Hearts and minds

It is untenable that the democratically-elected Government of the country be held to ransom by elements in the education system intent of sabotaging a well-flagged national standards policy.

As Education Minister Anne Tolley has repeatedly pointed out - indeed it has become something of a mantra - the National Party campaigned conspicuously on addressing the distressing and unacceptably long "tail" of pupils failing to achieve even basic literacy and numeracy standards in our primary schools, and received the mandate to do something about it in the last election.

That mandate has taken the form of the introduction of national standards by which every young person in our primary schools is tested to gauge levels of literacy and numeracy - the better to identify, assess and address those who appear to be slipping behind.

It is on solid ground when it says it is determined to introduce the standards, and it must be within its wherewithal to "make it happen", but as the issue settles into intractable antagonism and entrenched positions, with regular sniping from both sides, it has to be said that this matter might have been handled with greater finesse.

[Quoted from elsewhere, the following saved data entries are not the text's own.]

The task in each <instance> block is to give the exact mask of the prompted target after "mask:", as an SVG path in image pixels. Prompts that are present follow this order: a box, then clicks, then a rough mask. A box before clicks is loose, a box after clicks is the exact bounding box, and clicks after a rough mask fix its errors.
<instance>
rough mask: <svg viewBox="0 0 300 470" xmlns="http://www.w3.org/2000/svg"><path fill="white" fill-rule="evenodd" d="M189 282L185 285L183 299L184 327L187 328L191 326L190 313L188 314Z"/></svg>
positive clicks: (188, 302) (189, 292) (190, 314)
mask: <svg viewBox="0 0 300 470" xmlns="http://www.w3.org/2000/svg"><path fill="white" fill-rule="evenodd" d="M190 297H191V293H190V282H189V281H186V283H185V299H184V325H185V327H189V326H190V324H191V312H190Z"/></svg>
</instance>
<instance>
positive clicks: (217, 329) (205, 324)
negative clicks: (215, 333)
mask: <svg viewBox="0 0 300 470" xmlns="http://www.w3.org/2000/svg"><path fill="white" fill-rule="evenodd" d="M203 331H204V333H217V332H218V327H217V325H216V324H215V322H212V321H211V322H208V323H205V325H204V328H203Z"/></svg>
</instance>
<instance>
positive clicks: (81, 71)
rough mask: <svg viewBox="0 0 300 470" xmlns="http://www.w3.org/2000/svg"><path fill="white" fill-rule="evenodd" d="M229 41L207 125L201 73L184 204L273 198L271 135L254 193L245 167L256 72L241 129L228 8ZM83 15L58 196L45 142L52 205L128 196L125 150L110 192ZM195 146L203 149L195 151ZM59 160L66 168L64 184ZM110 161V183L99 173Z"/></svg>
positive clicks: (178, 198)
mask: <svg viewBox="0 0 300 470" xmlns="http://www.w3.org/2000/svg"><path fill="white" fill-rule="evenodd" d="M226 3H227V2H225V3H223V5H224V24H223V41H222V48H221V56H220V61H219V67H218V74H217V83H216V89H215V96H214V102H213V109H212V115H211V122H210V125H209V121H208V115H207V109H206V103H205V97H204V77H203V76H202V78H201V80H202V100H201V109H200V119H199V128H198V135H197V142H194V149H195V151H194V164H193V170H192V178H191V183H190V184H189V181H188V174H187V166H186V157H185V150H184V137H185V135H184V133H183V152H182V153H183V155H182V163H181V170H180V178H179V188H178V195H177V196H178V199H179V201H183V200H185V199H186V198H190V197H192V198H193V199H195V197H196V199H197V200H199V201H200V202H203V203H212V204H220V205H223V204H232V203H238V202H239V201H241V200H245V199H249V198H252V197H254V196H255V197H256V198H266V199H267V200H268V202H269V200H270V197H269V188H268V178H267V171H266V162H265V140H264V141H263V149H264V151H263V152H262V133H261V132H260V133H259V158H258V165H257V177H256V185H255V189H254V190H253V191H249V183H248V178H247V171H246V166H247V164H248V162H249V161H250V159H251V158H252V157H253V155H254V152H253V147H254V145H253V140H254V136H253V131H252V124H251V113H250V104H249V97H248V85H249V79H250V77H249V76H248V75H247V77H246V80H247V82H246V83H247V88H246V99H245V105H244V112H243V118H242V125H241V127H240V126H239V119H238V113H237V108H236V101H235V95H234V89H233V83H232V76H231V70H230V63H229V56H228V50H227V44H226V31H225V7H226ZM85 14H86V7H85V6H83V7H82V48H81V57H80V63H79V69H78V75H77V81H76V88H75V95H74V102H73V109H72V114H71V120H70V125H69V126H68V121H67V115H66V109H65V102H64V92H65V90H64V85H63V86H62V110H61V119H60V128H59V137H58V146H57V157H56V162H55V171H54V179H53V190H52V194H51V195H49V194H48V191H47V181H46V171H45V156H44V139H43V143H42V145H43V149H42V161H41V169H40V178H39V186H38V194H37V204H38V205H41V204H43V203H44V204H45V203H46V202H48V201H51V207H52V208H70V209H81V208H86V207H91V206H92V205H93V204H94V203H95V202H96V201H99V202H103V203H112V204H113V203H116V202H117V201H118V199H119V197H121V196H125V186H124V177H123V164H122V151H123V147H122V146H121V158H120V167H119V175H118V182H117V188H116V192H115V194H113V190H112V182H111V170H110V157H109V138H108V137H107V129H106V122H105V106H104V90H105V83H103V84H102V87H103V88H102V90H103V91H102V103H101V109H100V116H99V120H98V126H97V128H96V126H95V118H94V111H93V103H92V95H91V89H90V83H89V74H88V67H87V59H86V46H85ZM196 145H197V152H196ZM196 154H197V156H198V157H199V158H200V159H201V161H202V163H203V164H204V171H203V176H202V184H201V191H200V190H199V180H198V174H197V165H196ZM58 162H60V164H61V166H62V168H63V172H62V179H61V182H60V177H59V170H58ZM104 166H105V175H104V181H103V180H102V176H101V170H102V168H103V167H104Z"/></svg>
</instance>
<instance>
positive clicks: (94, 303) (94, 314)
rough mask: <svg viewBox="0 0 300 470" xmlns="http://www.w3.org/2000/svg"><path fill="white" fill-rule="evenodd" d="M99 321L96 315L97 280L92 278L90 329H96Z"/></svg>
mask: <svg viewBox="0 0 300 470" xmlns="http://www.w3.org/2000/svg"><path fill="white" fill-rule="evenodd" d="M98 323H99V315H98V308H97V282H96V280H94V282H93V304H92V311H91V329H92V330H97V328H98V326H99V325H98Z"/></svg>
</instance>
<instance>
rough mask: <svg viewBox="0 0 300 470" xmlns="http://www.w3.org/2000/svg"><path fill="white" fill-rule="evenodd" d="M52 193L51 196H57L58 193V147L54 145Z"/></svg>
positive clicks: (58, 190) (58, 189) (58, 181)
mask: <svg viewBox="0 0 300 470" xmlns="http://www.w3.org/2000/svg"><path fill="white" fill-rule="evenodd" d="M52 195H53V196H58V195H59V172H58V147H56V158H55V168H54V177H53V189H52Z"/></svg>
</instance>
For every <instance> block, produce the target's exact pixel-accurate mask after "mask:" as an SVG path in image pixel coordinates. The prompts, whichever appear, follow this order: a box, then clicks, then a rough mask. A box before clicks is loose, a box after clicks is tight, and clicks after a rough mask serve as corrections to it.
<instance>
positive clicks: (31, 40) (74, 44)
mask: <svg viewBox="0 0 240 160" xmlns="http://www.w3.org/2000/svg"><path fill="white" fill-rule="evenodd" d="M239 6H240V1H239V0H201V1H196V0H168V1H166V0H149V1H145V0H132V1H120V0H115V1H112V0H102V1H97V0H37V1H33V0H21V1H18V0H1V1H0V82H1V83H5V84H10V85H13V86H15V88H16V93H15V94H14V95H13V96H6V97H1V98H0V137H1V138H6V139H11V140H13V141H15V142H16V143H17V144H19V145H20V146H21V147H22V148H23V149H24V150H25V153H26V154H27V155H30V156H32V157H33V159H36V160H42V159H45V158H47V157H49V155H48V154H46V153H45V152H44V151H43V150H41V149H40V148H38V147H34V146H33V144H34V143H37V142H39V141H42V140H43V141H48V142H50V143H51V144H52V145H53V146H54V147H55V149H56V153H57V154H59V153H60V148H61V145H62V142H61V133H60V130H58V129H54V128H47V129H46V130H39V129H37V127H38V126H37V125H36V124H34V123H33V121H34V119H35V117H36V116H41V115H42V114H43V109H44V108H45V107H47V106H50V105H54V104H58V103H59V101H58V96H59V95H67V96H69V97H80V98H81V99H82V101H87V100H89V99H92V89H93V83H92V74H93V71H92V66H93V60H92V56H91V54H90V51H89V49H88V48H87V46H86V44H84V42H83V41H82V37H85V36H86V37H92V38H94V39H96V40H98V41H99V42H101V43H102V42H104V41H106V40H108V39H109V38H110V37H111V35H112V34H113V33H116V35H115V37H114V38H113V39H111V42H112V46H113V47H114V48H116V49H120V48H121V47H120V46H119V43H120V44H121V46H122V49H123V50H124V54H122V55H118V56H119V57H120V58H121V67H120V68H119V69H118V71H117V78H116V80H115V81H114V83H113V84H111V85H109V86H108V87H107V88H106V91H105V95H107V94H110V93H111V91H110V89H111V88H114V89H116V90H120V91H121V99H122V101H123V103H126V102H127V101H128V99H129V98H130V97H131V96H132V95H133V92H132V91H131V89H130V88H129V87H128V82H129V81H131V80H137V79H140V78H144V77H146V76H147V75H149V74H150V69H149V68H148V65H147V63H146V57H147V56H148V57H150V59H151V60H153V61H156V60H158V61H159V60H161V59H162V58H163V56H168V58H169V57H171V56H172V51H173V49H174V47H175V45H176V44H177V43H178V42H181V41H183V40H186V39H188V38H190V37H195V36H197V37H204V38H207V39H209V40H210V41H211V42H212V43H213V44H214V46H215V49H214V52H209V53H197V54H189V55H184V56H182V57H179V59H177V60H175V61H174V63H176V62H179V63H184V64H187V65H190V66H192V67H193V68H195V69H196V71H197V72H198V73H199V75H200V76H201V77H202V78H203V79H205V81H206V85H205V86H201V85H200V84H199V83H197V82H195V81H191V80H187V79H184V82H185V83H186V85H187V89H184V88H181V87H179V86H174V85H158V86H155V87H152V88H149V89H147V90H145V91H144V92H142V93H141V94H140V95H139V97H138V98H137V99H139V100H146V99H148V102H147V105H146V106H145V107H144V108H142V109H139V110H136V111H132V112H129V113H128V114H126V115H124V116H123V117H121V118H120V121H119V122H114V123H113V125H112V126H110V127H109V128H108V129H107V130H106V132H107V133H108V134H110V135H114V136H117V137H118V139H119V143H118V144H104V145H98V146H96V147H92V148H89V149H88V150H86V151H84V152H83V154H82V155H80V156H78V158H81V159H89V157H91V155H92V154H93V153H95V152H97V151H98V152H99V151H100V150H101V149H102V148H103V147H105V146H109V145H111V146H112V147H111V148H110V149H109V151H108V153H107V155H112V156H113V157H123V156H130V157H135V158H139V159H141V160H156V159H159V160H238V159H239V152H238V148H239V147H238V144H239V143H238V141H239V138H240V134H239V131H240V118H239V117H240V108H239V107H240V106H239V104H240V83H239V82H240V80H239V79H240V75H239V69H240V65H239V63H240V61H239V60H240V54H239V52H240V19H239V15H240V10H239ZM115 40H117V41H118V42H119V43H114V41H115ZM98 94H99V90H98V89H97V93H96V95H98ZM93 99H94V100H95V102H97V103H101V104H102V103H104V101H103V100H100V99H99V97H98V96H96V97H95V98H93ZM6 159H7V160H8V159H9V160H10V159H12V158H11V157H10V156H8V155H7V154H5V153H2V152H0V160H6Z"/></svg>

Mrs Tolley has suffered considerable provocation, not least by the NZEI and the Principals' Federation, but it is one of the unwritten rules of political management that you keep the powder of your big guns dry until the last possible moment.

Her threat to sack, albeit in "extreme" cases, the boards of primary schools which "allow" teachers to boycott the new standards regime seems precipitous and potentially counter-productive.

It is not at all clear that the point of no return had been reached, and it is a measure of Mrs Tolley's political inexperience and apparently authoritarian temperament that she has allowed herself to be painted into this particular corner - when wiser heads in similar situations have estimated the turmoil ahead and proved more flexible.

ACC Minister Nick Smith and the motorcycle levies affair springs to mind.

There is no dishonour in taking a slightly more circuitous route to arrive at the same destination.

That is the art of politics.

It is also what teachers' unions, principals and academics seem to be advocating with their suggestions of a trial period before the standards are introduced proper.

Auckland University education head Prof John Hattie and a group of three other education academics have called for a trial, not because they are opposed to the intent, rather because they are concerned a hasty implementation will result in failure of the policy.

That is in no-one's interests, least of all those of our primary-school children.

Mrs Tolley might be forgiven for imagining that the opposition put up in the face of the new regime is philosophical: educators across the country have aired views at odds with those of the minister, some citing the tarnished experiences of other countries' literacy and numeracy programmes.

But it is also true that the large proportion of the teaching profession is of a different political stripe to the minister and therefore predisposed to become excitable at top-down pronouncements and the school ma'am-ish manner that Mrs Tolley has been known to assume.

That the issue has now descended into an ideological stalemate is, however, as much the fault of the teaching unions and what might be described as their self-interested stance.

But if the policy is going to be a success then the people - the teachers - implementing it must have confidence in both its design, and its results.

One of the loudest objections, beyond the nakedly ideological retort that such standards do not work, is that of lack of consultation.

It might exasperate Mrs Tolley that she has made, she claims, many changes in response to feedback from teachers, but there are lessons to be learned in the way the entire initiative has been handled.

They include those of "process" and "political pragmatism" - the latter ironically having proven a hallmark of John Key's Government thus far - and involve concepts such as consultation, negotiation and compromise.

The literacy and numeracy failings of our children must be addressed.

Most in the teaching profession have no argument with that.

It is just that they have yet to be convinced of the Government's proposed model - and the timetable for its introduction.

This latest talk about sacking school boards which do not insist on its implementation is hardly likely to further Mrs Tolley's cause.